“Why couldn’t they get in through a window?” pursued Rand.
“The windows were all locked on the inside as well as the doors.”
“I see. They must have been professionals.”
“Then I don’t see what they wanted there.”
“Why not?”
“Because they wouldn’t get enough swag to make it worth while,” answered Jack,
“Swag?” questioned Rand.
“Oh, that’s slang for plunder,” explained Jack.
“You seem to be pretty well up in their slang,” commented Rand.
“Oh, that’s part of the newspaper business,” was Jack’s response.
By this time they had come to the building in which Judge Taylor had his office, which was on one of the main street corners of the town. A little description of the building is necessary here to make the situation clear. It was an old-fashioned, two-story brick structure, having been erected some years before. At the time of its erection there were no other buildings near it, and there were windows on all four sides. Some time later another building had been put on the adjoining lot, leaving a space of a little more than a foot between the two, thus making the windows on that side practically useless. The wall of the other building upon that side was blank, and it was upon this space that the side windows of the judge’s office opened. In the rear was a yard of the width of the building and about twenty feet deep, with a low fence upon the side next to the street.
“Let’s take a look around before we go upstairs,” proposed Jack.
“All right,” responded Rand. “I’m green at this business, you know.”
Going in at the front door Jack led the way into the hall, from which a broad flight of stairs ascended to the second story. By the side of the stairs was a narrow passage, through which Jack continued to a small hallway in the rear, in which were two doors, one giving access to the cellar, the other opening on the yard in the rear.
“Do you think that they could have come in through the cellar?” asked Rand, when they entered the back hall.
“I had thought of that,” replied Jack, “but every one says that these doors were bolted, and I don’t see how they could bolt the doors after they had gone out.”

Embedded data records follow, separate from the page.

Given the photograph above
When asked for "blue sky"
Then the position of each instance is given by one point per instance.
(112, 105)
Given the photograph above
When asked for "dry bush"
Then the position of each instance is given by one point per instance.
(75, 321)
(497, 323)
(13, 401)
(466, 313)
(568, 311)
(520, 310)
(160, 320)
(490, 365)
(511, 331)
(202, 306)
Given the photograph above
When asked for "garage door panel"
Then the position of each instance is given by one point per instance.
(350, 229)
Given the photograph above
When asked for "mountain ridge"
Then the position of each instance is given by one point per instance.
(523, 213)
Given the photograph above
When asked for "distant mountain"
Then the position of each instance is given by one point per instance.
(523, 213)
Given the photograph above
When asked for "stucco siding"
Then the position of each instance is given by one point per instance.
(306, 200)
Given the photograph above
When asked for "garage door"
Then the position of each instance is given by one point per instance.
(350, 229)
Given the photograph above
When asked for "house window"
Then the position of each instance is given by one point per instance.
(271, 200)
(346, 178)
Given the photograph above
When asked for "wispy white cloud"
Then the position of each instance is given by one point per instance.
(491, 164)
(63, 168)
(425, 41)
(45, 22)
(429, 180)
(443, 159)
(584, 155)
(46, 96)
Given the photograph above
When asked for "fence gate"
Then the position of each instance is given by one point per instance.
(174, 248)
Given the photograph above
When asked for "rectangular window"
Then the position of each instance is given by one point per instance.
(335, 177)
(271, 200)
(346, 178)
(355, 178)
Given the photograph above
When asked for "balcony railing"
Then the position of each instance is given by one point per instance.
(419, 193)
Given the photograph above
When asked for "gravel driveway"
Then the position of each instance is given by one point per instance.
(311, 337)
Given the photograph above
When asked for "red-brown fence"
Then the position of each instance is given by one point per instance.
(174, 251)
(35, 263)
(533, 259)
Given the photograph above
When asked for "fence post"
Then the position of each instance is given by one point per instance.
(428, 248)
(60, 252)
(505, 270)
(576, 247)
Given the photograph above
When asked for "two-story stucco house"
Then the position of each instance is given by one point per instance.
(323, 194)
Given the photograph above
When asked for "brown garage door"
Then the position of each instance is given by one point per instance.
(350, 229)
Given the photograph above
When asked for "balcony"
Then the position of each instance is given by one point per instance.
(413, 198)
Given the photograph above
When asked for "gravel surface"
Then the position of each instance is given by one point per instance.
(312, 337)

“It does seem just a little difficult,” admitted Rand.
Going out in the yard, the boys examined the rear of the building.
“They couldn’t have got to the windows up there without a ladder,” decided Rand, after a study of the situation. “And you say the windows were fastened?”
“That’s what they say,” responded Jack, “and I don’t believe burglars carry ladders around in their kits. Besides there is an electric light right here, so that a ladder could be seen quite plainly from the street. “I wonder,” he mused, looking into the space between the buildings, “if any one could get up through there.”
“Not unless he could fly,” returned Rand. “There isn’t room enough for a man to get in there, and he couldn’t manage a ladder if he got in.”